Here I demonstrate a typical workflow starting from some processed data/MC GlueX analysis trees located at ~/data_trees/
, ~/recon_trees/
(reconstructed/accepted MC), and ~/gen_trees/
(thrown/generated MC). I exclude most of the output/all dialogs from the programs:
$ tree ~/data_trees/
/home/<username>/data_trees/
├── tree_ksks__B4_050685.root
├── tree_ksks__B4_050697.root
├── tree_ksks__B4_050698.root
...
└── tree_ksks__B4_051768.root
$ tree ~/gen_trees/
/home/<username>/gen_trees/
├── tree_ksks__B4_PARA_0.root
├── tree_ksks__B4_PARA_135.root
├── tree_ksks__B4_PERP_45.root
└── tree_ksks__B4_PERP_90.root
$ tree ~/recon_trees/
/home/<username>/recon_trees/
├── tree_ksks__B4_PARA_0.root
├── tree_ksks__B4_PARA_135.root
├── tree_ksks__B4_PERP_45.root
└── tree_ksks__B4_PERP_90.root
First, we convert the GlueX analysis trees to AmpTools flattrees:
$ amptools-convert -p data --exclude AMO ~/data_trees/ ~/data_merged/
$ amptools-convert -p gen ~/gen_trees/ ~/gen_merged/
$ amptools-convert -p acc ~/recon_trees/ ~/recon_merged/
Next, activate a new AmpWrapper environment and link the flattrees:
$ amptools-activate ~/pwa_analysis/
$ amptools-link ~/data_merged/flattrees/*
$ amptools-link --gen ~/gen_merged/flattrees/*
$ amptools-link --acc ~/recon_merged/flattrees/*
Next, we will make a configuration file.
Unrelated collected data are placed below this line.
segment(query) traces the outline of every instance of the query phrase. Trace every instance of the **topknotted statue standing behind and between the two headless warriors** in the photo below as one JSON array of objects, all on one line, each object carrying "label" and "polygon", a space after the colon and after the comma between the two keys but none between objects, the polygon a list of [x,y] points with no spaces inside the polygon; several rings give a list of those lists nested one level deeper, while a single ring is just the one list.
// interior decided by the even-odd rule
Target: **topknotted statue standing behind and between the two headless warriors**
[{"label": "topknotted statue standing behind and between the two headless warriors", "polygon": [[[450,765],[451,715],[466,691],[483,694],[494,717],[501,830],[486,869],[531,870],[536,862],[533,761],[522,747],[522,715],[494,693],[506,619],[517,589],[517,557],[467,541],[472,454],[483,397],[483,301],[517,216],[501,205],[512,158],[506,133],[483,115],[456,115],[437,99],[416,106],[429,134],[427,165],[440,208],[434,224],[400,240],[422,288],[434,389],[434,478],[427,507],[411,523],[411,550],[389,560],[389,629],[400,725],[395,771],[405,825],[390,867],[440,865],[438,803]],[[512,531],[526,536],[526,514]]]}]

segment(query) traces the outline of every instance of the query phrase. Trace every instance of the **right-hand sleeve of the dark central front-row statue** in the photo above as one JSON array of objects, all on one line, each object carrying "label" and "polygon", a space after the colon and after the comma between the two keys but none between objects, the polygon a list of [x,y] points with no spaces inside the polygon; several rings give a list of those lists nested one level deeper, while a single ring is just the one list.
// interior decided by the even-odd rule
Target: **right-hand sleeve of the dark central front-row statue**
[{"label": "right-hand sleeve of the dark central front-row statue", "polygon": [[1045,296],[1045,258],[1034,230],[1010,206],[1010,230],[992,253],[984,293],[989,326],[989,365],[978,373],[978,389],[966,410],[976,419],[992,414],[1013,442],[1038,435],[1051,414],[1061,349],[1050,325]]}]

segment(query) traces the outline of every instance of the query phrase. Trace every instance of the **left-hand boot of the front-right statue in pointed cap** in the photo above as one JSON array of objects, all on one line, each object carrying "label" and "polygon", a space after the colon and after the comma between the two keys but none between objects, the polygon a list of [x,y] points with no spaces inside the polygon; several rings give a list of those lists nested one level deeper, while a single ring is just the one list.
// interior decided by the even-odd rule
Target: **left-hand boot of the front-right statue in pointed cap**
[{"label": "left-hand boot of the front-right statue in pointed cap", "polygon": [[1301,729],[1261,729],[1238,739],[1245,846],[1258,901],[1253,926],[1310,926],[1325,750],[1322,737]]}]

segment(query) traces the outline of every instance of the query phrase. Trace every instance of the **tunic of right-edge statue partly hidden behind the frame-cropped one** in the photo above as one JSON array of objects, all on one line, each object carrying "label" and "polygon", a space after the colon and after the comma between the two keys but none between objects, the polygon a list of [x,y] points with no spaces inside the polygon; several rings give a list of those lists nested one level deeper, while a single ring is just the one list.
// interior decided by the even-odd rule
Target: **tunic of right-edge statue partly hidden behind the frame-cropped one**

For this demonstration, we'll just add all possible S and D waves (probably overkill but we could use the results of such a fit to decide which waves to get rid of). Because is is a channel with two identical kaons in the final state, we should symmetrize them in the fit:
$ amptools-generate --sym -n ksks_fit -o all_waves 0// 2//
Next, we create a study. Our study here will span the 1-2 GeV range, so 25 bins will give us a bin-width of 40 MeV:
$ amptools-study -n 25 --low 1.000 --high 2.000 my_study
Now let's fit the data with the configuration we just made, creating 30 randomly initialized fits in each bin, and submit it to the red
SLURM queue:
$ amptools-fit -s my_study -c all_waves -i 30 -q red
Next, let's generate a plot:
$ amptools-plot -s my_study
This will create a PDF at ~/pwa_analysis/my_study/plot_all_waves_results.pdf
. Suppose we like these results and want to get a better interpretation of the error/bias through bootstrapping. We then do the following:
$ amptools-fit-bootstrap -s my_study -c all_waves -i 50 -q red
$ amptools-plot-bootstrap -s my_study
This will generate a PDF at ~/pwa_analysis/my_study/plot_all_waves_results_bootstrap.pdf
.
The following code will install everything in one line:
$ python -m pip install git+https://github.com/denehoffman/AmpToolsTools.git
If you want to have an easily-accessible cloned version of the source, you can also do
$ git clone https://github.com/denehoffman/AmpToolsTools.git
$ cd AmpToolsTools
$ python -m pip install .
or
$ python -m pip install -e .
to soft symlink the repo (so that you can modify it without having to reinstall each time to test it).
- Possibly a wrapper for more AmpPlotter functionality (right now the plot scripts will only really work for mass/model-independent fits, although you can still create studies with one bin and fit mass-dependent models).
- Clean up code, help strings, and documentation